At least one comes from what police called “the criminal environment”, handed in by a person who said they wanted to start a new life. Several were automatic weapons.
“Just getting in the weapons is part of the special effort against criminal environments during the amnesty,” Joakim Norenhag, the policeman leading the project said in a press release.
“We believe quite simply that some weapons would not come in unless we offered to pick them up.”
The amnesty comes after a year when the news has been dominated by shootings, with 320 taking place over 2017.
A total of 792 weapons have been left at police stations or collected by police from homes around Sweden since the amnesty began at the start of this month.

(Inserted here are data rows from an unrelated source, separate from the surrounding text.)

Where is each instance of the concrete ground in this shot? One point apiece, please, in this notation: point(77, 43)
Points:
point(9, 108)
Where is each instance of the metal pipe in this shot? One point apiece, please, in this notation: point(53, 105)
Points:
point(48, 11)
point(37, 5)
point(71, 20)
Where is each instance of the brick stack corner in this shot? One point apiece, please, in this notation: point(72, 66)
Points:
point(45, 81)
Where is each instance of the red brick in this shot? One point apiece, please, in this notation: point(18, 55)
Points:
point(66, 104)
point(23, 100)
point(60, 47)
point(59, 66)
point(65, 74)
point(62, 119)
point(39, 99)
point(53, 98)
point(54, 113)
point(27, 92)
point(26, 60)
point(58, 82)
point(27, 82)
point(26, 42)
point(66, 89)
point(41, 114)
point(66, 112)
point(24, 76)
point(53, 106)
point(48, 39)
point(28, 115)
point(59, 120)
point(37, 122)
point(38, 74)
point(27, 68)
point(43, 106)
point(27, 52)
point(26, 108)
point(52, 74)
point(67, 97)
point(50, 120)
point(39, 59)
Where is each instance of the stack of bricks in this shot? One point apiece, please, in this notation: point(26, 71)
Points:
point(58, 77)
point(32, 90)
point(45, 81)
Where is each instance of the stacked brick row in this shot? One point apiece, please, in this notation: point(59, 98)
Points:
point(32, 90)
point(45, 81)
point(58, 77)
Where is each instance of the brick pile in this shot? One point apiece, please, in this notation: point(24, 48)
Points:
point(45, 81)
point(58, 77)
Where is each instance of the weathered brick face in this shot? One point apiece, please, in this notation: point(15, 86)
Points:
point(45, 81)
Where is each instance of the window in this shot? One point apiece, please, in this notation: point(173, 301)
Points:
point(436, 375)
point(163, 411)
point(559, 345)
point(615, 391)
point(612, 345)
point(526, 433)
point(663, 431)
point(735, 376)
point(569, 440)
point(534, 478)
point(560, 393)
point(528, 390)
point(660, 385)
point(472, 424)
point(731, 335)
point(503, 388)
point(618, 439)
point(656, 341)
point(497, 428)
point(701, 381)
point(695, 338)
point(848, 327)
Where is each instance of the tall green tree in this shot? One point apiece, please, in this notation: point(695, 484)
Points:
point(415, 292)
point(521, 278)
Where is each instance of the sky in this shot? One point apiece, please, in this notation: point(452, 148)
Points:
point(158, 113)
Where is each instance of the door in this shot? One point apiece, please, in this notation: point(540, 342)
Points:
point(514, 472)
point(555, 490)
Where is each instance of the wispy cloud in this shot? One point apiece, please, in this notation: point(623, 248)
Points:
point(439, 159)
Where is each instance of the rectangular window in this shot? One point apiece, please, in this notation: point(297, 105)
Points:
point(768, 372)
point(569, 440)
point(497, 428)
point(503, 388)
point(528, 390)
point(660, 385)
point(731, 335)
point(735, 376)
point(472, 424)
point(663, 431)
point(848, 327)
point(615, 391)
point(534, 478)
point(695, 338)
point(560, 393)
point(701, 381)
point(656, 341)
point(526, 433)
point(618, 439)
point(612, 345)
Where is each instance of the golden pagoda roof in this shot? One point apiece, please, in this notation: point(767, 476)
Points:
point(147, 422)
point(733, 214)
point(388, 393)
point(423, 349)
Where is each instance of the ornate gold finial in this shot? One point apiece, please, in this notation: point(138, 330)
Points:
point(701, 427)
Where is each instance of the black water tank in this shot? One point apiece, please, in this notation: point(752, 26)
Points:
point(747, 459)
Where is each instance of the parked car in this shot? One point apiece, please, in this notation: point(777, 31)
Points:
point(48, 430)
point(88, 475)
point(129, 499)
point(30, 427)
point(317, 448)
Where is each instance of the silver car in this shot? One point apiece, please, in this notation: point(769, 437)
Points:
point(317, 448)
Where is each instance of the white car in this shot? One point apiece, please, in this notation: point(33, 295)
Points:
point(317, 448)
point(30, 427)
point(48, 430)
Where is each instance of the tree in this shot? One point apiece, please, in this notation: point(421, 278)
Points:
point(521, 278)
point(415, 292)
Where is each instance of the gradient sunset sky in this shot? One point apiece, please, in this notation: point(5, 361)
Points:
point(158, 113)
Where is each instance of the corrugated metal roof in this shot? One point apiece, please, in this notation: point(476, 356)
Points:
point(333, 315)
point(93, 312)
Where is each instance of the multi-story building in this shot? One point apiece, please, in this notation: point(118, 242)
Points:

The police's southern region, which includes the city of Malmö, saw the most weapons handed in, with 219 collected, after which came Stockholm with 171 and the western region, which includes Gothenburg, with 141, leaving 261 for the rest of the country.
Under the amnesty, which will last until the end of April, police undertake to take in illegal, unregistered weapons without asking questions about their origin, or further questioning those who deposit them.
More than 15,000 weapons were handed in during the last amnesty in 2013, and police are hoping for up to 13,000 to be handed in this time.
Amnesties were also held in 2007, when 13,000 firearms and 14 tonnes of ammunition were relinquished, and in 1993 when 17,000 firearms and 15 tonnes of ammunition were handed in.
Sweden's government plans to launch an amnesty for hand grenades this October, after a surge in grenade attacks in the country.
The police are advertising the amnesty with videos on Youtube in Swedish, and information sheets in Arabic, Dari, Tigrinya, Somali and Persian.